I had never seen my father cry. He had a straight face that indicated the hardness of a childhood spent in the Philippines. His eyes were a lot like mine, except when I would look in them I wasn’t quite sure how deep his story went. But in the emotional history of the Santos family, there was a lot to uncover about my father’s life. I knew from a very young age that he had lost his folks earlier than most people. I had even heard that when we would go to the Philippines on those month-long vacations, he would get away from the family in the early hours of the morning. In the fog – before the hazy sunrise of Baguio stretched out and compelled roosting chickens to proclaim a new day – my father took the the gravestones of his mother and father. It was in those secret moments, away from us, where I believed that he had cried.

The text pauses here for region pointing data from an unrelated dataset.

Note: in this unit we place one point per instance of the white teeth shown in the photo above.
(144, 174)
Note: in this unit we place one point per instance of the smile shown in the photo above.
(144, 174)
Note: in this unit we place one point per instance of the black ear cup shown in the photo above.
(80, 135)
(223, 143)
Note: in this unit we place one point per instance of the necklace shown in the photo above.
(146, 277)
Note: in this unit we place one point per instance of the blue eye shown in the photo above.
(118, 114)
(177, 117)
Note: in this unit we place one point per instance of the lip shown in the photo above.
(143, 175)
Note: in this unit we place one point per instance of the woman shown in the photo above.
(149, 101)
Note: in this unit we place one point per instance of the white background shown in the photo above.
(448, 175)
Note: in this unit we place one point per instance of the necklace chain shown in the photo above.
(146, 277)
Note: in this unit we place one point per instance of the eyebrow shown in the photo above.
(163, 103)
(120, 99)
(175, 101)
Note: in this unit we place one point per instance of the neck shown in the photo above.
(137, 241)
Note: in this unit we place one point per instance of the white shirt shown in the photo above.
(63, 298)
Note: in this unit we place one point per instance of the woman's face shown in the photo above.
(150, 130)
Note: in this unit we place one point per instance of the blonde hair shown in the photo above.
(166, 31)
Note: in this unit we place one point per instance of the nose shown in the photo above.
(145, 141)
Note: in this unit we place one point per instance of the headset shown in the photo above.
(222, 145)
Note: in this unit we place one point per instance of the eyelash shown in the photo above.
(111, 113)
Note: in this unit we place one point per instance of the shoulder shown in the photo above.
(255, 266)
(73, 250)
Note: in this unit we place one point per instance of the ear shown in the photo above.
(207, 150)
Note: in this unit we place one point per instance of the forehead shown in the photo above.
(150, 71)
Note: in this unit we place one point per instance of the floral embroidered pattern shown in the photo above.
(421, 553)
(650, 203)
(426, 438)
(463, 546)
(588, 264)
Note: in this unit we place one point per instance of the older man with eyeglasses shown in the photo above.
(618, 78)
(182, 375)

Healing was never the goal in a military unit. I had been a sensitive kid, one that had cried over spilt milk most times. Literally, when I would pour myself a cup of orange juice before plopping down on the couch to watch Barney on weekday mornings, if I was clumsy, I would wail out to the Gods over my mistake of dropping my sippy cup all over the kitchen floor. I wished for a while to correct some of those mistakes, but the one that has struck me in my more recent years is my inability to see a mistake like a crashing wave. A wave slams down on the berm and causes for beach dwellers to disperse, escape the treacherous consequences of unwanted debris and aquatic whiplash. But like nature, not all waves are chaotic. Some roll in calmly. Some remain die before they reach the shore, transforming from brilliant heights and become as flat as a concrete pavement. Like healing, some days the waves have different personalities, different shapes, and different ways of returning to its home out to sea.
Patterns, mistakes, and other things that ruminate on my mind perhaps have been shaped by the inability of the men in my life to let loose the waterworks. I’ve yet to let the tears fall like rain, as with most days I default to that of an android. It’s not only the cold empty motherboard where the heart is located that is often not beep-booping. It’s the need to rush through the day. It’s the feeling of the wave, and wondering when it will hit the sand on the beach. When the going gets tough, I want to run away from the shore. I want to never return to the comforts of seeing the blue reflections of the sea with the horizon line creating an illusion of some mysterious world beyond it.
During those days in Hawaii, I used to love going to the beach, because I was able to get away from the controlled environment that I called home. I was free and roamed wild with all of my other friends. I felt the warmth on my toes, and I was what those documentaries about dead folks referred to as bubbly. But I knew that when the sun would set, I was headed back to an old familiar place. The smile that I wore the entire day would fade. I would become sullen. I would start dreaming of the day I would be able to be my own man.
So today, I think about the man that was in my life then. What would have happened if he had come to me in tears, telling me about how he had missed his life back in the Baguio? What would have happened if I had been able to go with him on those mornings to see the sunrise illuminate the patch of grass where his folks rested? What would have happened if I had not learned not to be afraid of what I was feeling? If I had stayed on that beach and watched as the world began to fade and fulfill my soul, all at the same time.
In a way, I see that my father had that graveyard. I had that beach. So when I run away, with my tail between my legs, unable to see what is in front of me because all that had been bottled up begins tumbling down, I see that I have been hurt.